Under the new law, retirees who teach in districts or curricular fields deemed “critical-need areas” can earn full salaries and collect their full pensions. Retirees who teach in other subject areas or districts can earn up to $25,000 a year while drawing 55 percent of their pension payments.

South Carolina officials report a frenzy of interest in the new salary provision following the implementation of the law in July. “We got 500 inquiries in one month,” says Janice Poda, director of the South Carolina Center for Teacher Recruitment at Winthrop University in Rock Hill and project director of the governor’s commission on teacher quality.

Money also seems to be luring retired educators back to schools in California. Legislators there recently expanded a 1996 program that tackled school staffing shortfalls stemming from a statewide mandate to reduce class size in the early grades. Under the new law, retirees can earn full salaries and pensions if they return to work in schools with class-size-reduction plans. Retired educators who return to other schools can draw pensions but must subtract that money from their salaries.

The cash incentives have made a return to teaching more attractive, says Steve Blazak, a spokesman for United Teachers Los Angeles, an affiliate of both the AFT and the National Education Association. “In fact, it is such a good deal that we had teachers who retired the previous year before the law went into effect besiege us. They were very upset because they didn’t get the same deal.”

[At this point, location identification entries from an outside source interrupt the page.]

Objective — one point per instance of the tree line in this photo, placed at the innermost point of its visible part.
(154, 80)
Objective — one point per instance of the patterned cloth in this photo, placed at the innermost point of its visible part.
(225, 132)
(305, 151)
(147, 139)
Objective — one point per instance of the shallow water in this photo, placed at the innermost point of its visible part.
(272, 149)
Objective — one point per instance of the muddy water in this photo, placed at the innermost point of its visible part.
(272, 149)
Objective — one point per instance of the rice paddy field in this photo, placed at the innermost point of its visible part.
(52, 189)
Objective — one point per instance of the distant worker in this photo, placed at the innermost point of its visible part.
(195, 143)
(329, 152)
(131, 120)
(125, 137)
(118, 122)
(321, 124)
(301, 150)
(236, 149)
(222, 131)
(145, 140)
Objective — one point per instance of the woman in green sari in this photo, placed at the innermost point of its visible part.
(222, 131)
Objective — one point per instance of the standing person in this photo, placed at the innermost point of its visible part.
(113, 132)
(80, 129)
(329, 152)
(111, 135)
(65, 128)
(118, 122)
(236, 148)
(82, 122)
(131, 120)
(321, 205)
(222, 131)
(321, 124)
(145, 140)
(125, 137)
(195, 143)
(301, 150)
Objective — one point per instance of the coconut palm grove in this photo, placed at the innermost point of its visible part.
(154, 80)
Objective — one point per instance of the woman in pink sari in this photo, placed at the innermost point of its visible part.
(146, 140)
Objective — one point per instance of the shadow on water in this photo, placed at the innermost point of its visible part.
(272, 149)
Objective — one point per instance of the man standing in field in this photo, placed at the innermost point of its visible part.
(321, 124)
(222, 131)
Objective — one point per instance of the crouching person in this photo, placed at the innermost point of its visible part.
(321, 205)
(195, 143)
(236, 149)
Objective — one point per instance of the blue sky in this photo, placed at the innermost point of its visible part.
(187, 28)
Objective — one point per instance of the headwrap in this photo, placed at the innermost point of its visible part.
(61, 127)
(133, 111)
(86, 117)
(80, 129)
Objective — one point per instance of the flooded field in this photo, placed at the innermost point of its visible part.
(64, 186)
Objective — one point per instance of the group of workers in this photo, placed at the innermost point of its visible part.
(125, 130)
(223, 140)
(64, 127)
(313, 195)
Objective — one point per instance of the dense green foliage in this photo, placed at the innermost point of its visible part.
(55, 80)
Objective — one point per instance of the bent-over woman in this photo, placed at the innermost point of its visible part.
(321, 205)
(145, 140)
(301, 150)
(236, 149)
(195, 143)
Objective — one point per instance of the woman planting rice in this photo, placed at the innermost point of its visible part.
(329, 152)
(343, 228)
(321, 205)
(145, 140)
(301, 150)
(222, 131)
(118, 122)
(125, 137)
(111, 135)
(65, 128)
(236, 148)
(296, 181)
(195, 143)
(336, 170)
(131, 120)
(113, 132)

Texas officials tell a different story. So far, districts in the Lone Star State aren’t making much use of a new law that allows retired teachers who specialize in mathematics, science, or technology to return to full salaries and still draw their pensions, says Debbie Graves Radcliffe, a spokeswoman for the Texas Education Agency. “If districts can find a brand-new teacher or a teacher with a year or two of experience versus a 30-year veteran,” Radcliffe says, “they can hire for significantly less pay.”

Districts that don’t use new state incentives to sign up retirees are missing a bargain, argues William Campbell, a formerly retired middle school technology instructor in Anne Arundel County, Maryland. Campbell, who has a master’s degree in education, taught some 15,000 students during his career and served as chairman of his department. “I’ve had one detention and 12 [student-discipline] referrals in 32 years of teaching,” says Campbell, 59, who is back teaching at Central and Magothy middle schools this year. “I have some of the highest grades in the county. I love teaching, and I love kids.”